Taşköprü Yerel Eylem Grubu Derneği'nin koordinasyonunda, Kastamonu Üniversitesi ve Taşköprü Belediyesi tarafından gerçekleştirilen "macera rotası" çalışmaları çerçevesinde caminin durumu incelendi. İncelemeye Kastamonu Üniversitesi Turizm Fakültesi Öğretim Görevlisi Hikmet Haberal, Erzurum'un İspir Belediyesi Kültür Turizm Elçisi Bülent Erkan, Yusufeli Dağcılık ve Doğa Sporları Kulübü Başkanı Emin Bülbül, kulüp sporcusu Erkan Akyürek, Taşköprü Belediyesi Kültür ve Sosyal İşler Müdür Yardımcısı Lütfi Gültekin ve Taşköprü Yerel Eylem Grubu Derneği Müdürü Selçuk Oğuz katıldı.
Taşköprü Yerel Eylem Grubu Derneği Müdürü Selçuk Oğuz, caminin tarihine ve korunma gereğine dikkat çekti. Oğuz, caminin dışının geleneksel köy evi mimarisiyle inşa edildiğini, ancak iç kısmında kullanılan taşlar ve yapı şekli nedeniyle caminin aslında bir şapel olduğunu belirtti.
"YASADIŞI DEFİNECİLİK FAALİYETLERİ NEDENİYLE YOK OLMA EŞİĞİNDE"
Oğuz, "Binanın tabanı ciddi şekilde hasar görmüş durumda. Mihrap bile tarihi eser statüsü kazanacak kadar eski. Bu cami, yasadışı definecilik faaliyetleri nedeniyle yok olmanın eşiğinde. Turizme kazandırılması gereken önemli bir değer olduğunu düşünüyoruz. Buraya sıkça geliyoruz ve umarız ki birçok kişi de bu tarihi yapının önemini fark eder" şeklinde konuştu.
Kızılkese Camisi'nin kesin yapım tarihi bilinmemekle birlikte, Oğuz, binanın pagan döneminden sonra burada kurulan Pompeipolis Antik Kenti'nin bir parçası olabileceğini belirtti. "Bu yapı tahminen 2 bin yılın üzerindedir, çünkü üzerinde birkaç kez tadilat geçirdiğini gösteren motifli taşlar mevcut" dedi.

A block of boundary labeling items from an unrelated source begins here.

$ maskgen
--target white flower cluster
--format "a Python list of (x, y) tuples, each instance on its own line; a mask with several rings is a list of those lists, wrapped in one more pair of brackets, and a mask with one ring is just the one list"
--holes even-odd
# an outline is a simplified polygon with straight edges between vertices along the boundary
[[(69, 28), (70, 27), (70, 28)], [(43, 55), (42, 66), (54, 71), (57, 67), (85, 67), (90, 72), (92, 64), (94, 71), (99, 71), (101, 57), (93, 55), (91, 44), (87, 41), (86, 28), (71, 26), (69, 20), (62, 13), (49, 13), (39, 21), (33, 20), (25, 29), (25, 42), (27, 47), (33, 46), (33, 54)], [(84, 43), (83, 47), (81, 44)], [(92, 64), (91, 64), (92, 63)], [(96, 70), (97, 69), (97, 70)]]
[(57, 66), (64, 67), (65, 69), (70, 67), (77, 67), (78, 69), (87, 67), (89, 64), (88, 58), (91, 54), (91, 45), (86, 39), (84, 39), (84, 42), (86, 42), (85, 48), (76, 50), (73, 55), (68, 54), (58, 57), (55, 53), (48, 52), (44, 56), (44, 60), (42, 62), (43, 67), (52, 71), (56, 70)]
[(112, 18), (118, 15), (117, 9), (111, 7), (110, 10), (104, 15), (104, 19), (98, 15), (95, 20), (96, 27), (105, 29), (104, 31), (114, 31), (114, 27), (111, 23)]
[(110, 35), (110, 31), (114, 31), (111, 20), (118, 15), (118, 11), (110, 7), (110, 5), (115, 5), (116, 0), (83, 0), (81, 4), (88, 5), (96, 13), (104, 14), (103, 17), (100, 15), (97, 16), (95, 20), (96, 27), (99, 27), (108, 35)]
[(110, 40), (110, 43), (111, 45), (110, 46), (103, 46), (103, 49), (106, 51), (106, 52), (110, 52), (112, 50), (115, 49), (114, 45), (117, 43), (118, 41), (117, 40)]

Oğuz, tarihi caminin korunması ve turizme kazandırılması için yetkililerin acil olarak harekete geçmesi gerektiğini vurguladı. Bu değerli mirasın yok olmadan önce gerekli önlemlerin alınarak restore edilmesini ve turizme kazandırılmasını umduğunu belirtti.